Mind-linken begint zelfs een moeite te worden.

"Nee, ik kom wel naar u,"

Ik strompel mijn kamer uit en loop de trap af. Beneden aan de trap kom ik even op adem, maar tijdens het ademhalen voel ik een steek in mijn zij.
Ik trek mijn shirt omhoog en ook het verband. Met een pijnlijke blik kijk ik naar de wond, het lijkt alleen maar erger te worden. Kort zucht ik en doe het verband met mijn shirt weer goed.

Zodra ik bij het kantoor van mijn vader kom, klop ik twee keer. "Kom maar, Jane," hoor ik mijn vader zeggen. Langzaam open ik de deur en stap het kantoor binnen. Mijn vader kijkt op en zijn blik staat meteen gekweld.

"Dit gaat niet goed," fluistert hij. Ik schudt lichtjes mijn hoofd.

"Vader, ik blijf voorlopig in een andere pack. Quincy heeft familie in de Rhodos Pack, waar ik mag blijven. Ik wil u dit leed niet aan doen," zeg ik gelijk. Het is moeilijk om te liegen tegen mijn vader, maar ik heb nu geen andere keus. Het is te zien aan mijn vader zijn blik dat het hem niet aanstaat. Nog voor hij wat kan zeggen, ben ik hem voor.

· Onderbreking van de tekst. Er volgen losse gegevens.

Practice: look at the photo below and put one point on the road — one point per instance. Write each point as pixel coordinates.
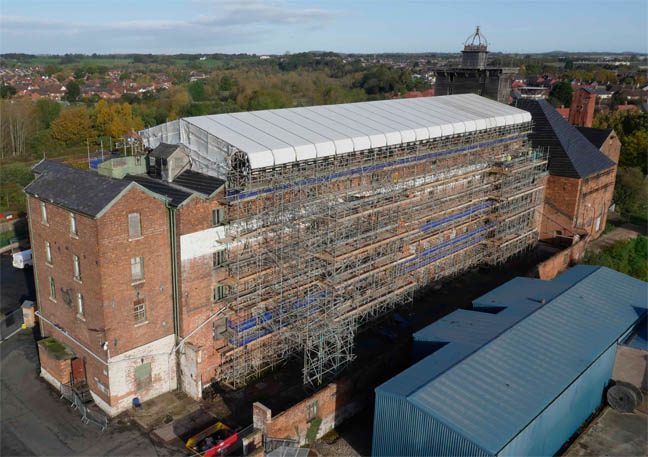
(33, 419)
(15, 285)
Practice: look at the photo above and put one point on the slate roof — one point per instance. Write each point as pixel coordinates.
(164, 150)
(595, 136)
(79, 190)
(198, 182)
(570, 153)
(176, 196)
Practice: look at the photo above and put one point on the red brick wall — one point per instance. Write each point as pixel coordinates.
(559, 262)
(581, 112)
(612, 147)
(595, 198)
(63, 247)
(119, 291)
(561, 200)
(61, 370)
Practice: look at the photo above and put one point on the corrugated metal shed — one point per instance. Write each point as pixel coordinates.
(276, 137)
(488, 387)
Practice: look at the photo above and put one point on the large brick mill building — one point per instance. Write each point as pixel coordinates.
(243, 239)
(582, 172)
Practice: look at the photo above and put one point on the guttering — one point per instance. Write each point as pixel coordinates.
(34, 262)
(174, 271)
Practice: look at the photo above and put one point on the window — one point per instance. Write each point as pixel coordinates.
(134, 226)
(80, 309)
(48, 252)
(143, 377)
(218, 259)
(139, 311)
(52, 289)
(217, 216)
(219, 292)
(77, 268)
(43, 213)
(73, 228)
(312, 410)
(137, 268)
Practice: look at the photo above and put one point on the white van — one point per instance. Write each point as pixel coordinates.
(22, 259)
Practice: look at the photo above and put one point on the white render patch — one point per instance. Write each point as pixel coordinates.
(275, 137)
(204, 242)
(121, 373)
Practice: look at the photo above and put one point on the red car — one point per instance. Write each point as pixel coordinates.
(214, 440)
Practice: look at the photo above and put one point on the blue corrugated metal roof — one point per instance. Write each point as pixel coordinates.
(490, 393)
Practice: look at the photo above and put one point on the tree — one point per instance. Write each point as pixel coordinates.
(226, 83)
(73, 91)
(197, 91)
(72, 126)
(631, 192)
(7, 91)
(47, 110)
(562, 92)
(17, 126)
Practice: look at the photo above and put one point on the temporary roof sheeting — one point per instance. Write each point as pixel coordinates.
(276, 137)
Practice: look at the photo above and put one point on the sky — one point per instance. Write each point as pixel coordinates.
(353, 26)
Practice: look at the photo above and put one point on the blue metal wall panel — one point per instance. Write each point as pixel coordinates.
(516, 381)
(401, 429)
(560, 420)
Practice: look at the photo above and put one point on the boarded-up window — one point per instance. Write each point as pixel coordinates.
(143, 377)
(217, 216)
(77, 268)
(218, 259)
(52, 289)
(73, 227)
(48, 252)
(134, 226)
(311, 410)
(137, 268)
(139, 311)
(219, 292)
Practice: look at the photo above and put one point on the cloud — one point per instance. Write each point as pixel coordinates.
(222, 24)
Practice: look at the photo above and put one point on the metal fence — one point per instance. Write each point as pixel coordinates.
(88, 416)
(10, 324)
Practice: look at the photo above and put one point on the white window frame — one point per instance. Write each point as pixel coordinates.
(80, 305)
(139, 313)
(218, 258)
(218, 217)
(131, 235)
(219, 292)
(44, 213)
(77, 267)
(52, 289)
(74, 230)
(139, 260)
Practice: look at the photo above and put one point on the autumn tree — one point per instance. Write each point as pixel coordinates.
(72, 126)
(17, 126)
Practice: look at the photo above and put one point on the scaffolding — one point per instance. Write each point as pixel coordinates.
(318, 250)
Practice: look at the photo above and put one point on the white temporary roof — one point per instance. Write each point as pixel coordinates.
(275, 137)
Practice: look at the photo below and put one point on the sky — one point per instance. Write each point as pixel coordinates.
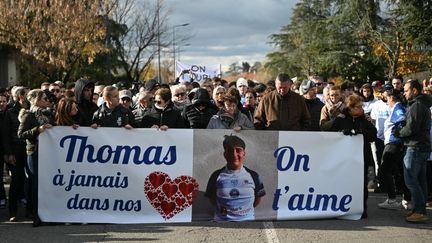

"Maak het alstublieft niet moeilijker, dit is het beste voor ons beide. Voor iedereen," zeg ik. Ik ben nu al buiten adem. Mijn vader zucht sidderend.

"Goed, let alsjeblieft goed op jezelf," zijn stem slaat over, maar hij weet zijn emoties goed in te houden.

Ik knik en druk een kus op zijn voorhoofd.

"Ik hou van je, pap,"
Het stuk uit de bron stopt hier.